My problem is not so much that I am this tall, big...ok, let's just call it what it is; fat girl, but to top it all, I was not even shapely, which was very annoying. Even more annoying was the fact that I had no boobs. I mean what's wrong with big, shapely, curvy, and booby? That would at least compensate for something but nooo, I am this tall, big lump of meat; big gutted, flat chested, flat buttocked, and dark-haired freak. Although I was born blonde. Like that should mean anything Ray, really? blonde? So what? Who cares for a fat blonde?
Do you feel sad for me yet? aww, please wait, there's more to come......
So, I'm standing in front of this mirror for a reason. A reason that seriously begs my head to be examined by a shrink. Surely, there had to be an answer to this madness of a decision to attend this sham of a wedding event.
Who am I trying to impress? What am I trying to prove? Maybe, I'm just a masochist?
Wait, am I?....to be investigated later...hmm?

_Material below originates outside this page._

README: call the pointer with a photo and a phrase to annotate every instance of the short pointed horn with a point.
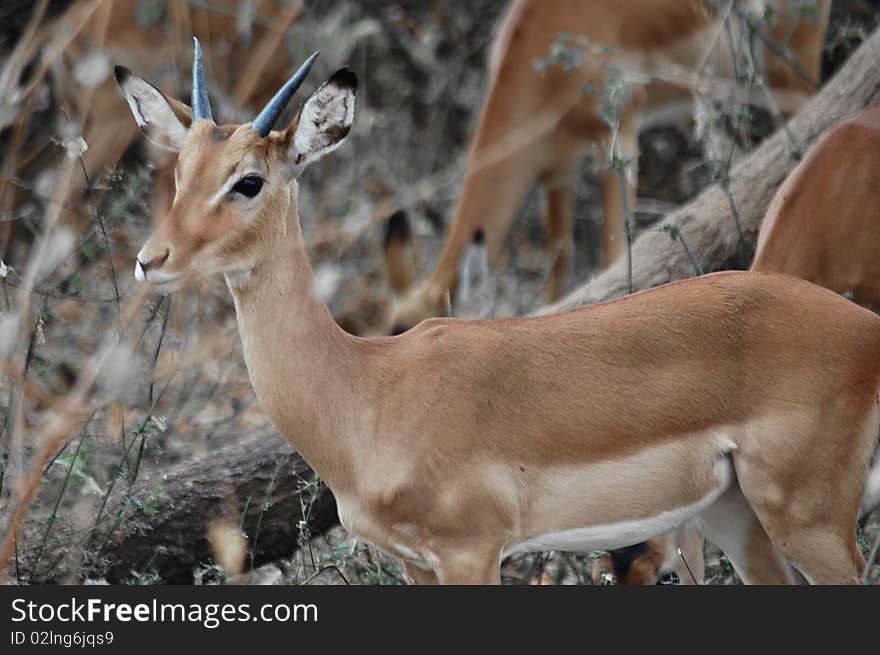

My younger sister, Lana, aptly named after one of my mother's favorite actresses; Lana Turner, because she was beautiful, was getting married. Yup, she was getting married to my, once upon a time fiancé.
Yes, it's very brutal and oh-so pathetic. Even more so because, all of my family members especially my mother seem to be ok with it. And, believe me when I say, I wasn't always ok with it. Truth be told, I'm not even sure I'm ok with it now.
But, when it happened, I cried my eyes out and threatened to commit suicide, which I was too cowardly to carry out anyway, I eventually left town after many months of enduring pitiful and painful stares from the town folks. I mustn't forget to mention that it's a very small town of maybe 20,000 people even if that.
I think the most painful reaction of them all was my mom's attitude.
"Oh honey, Barry was never really a good fit for you anyway. "
Really? That's what you tell your heartbroken daughter that has been betrayed by her sibling who happens to be your favorite daughter!
I stared at her with hurt eyes.
Sometimes I questioned if she was my mother. Sometimes I think that I was adopted and nobody is bold enough to tell me. I certainly didn't look like her. I looked like my father.
The story was that he and my mom were secret childhood sweethearts. My father's dad was an assistant pastor to my mom's dad, the senior pastor at the local church. They were Native American Christian missionaries who served the Lord and tried to make a life for themselves in this small non-diversified town but they didn't bank on the not-so-respectable daughter of the head pastor lusting after their son.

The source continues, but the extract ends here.